Written by Norman Cramp, Director of Darwin Military Museum.
It is not clear as to when the installation of the net commenced nor when it was 100% completed, but it was fully operational by January 1942 – and a good thing it was!
The submarine went down with all 80 hands on board and she remains in her final position at the bottom of the sea today, un-entered and effectively untouched for 76 years.
On 19th February 1942 there were 49 ships in Darwin Harbour and without the protection of the boom net, that day could have been more catastrophic than what it was.

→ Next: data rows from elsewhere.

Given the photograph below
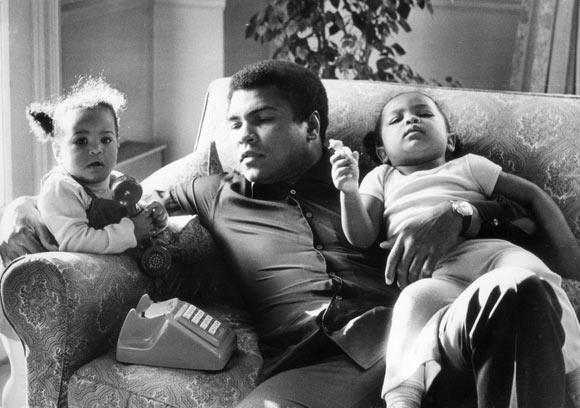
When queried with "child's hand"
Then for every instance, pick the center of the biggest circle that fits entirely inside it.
(158, 215)
(144, 227)
(345, 172)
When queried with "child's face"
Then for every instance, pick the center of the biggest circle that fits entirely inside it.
(87, 143)
(414, 132)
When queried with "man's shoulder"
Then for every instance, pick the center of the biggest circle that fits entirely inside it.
(212, 183)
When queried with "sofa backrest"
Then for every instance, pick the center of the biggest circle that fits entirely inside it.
(536, 136)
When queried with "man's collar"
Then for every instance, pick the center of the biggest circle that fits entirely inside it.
(318, 173)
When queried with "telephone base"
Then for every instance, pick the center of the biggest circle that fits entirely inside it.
(175, 334)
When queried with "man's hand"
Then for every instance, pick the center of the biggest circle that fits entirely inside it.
(415, 251)
(22, 230)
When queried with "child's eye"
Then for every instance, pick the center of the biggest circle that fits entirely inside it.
(394, 120)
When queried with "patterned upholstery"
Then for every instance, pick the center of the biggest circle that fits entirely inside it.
(67, 308)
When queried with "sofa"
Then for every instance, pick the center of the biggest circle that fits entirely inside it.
(66, 310)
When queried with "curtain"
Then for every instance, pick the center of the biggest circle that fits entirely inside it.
(546, 57)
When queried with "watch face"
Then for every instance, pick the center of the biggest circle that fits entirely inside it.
(463, 208)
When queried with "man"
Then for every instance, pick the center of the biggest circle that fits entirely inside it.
(321, 306)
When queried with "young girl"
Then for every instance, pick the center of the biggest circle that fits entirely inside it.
(414, 141)
(76, 198)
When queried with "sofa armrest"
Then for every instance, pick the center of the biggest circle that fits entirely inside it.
(66, 309)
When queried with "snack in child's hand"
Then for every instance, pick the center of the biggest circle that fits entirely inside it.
(335, 145)
(339, 147)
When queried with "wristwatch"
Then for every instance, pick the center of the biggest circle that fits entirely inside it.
(465, 210)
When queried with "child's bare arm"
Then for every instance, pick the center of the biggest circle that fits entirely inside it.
(360, 215)
(549, 217)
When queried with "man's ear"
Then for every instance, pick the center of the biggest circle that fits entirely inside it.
(382, 154)
(313, 126)
(451, 142)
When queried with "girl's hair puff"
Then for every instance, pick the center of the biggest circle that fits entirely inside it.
(89, 92)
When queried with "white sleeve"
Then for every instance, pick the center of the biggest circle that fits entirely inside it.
(373, 183)
(61, 203)
(484, 172)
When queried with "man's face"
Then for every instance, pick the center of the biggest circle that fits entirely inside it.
(271, 145)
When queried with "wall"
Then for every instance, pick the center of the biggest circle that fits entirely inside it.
(21, 94)
(113, 38)
(238, 50)
(188, 45)
(470, 40)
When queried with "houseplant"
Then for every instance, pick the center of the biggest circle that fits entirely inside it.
(351, 39)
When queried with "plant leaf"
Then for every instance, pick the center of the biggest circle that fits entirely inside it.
(405, 25)
(333, 29)
(404, 10)
(398, 49)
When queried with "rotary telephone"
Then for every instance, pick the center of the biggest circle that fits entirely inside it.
(175, 334)
(155, 257)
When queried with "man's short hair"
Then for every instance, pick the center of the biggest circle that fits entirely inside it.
(299, 86)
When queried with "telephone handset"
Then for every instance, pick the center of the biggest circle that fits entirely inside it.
(176, 334)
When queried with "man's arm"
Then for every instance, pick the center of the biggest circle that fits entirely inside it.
(22, 230)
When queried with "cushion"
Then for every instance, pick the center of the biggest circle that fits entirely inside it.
(203, 162)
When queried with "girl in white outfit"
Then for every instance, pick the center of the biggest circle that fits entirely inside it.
(415, 139)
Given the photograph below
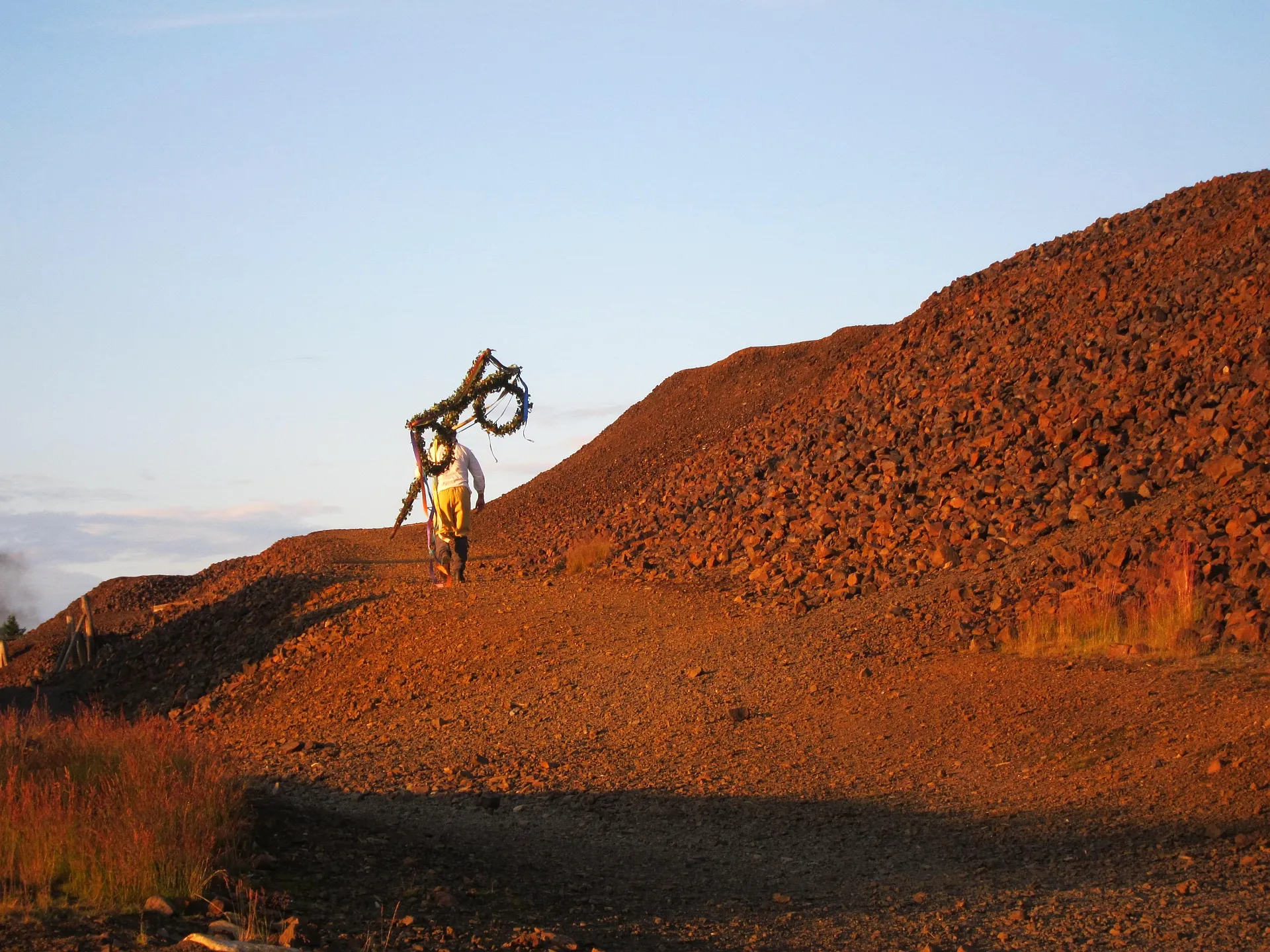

Just imagine being attacked from the air and attacked from below the sea at the same time, with limited room for your ship to manoeuvre and/or escape the harbour!
It is thought the net was finally removed in 1946-47, following which the winch and associated equipment were (effectively) abandoned by the Commonwealth, although it remained in situ for many years.
The winch was relocated to its current position within the DMM and refurbished by RAAA/DMM volunteers in 2015. In 2017 RAAA/DMM volunteers, DMM staff and members of the Australian Army’s 8/12 Field Artillery Regiment erected the weather protection structure and camouflage nets over the winch as a further step toward its ongoing preservation.
Many thanks to all of those people and organisations who have given so generously of their time, effort, equipment and material to conserve and preserve this very important piece of the NT’s wartime equipment and story.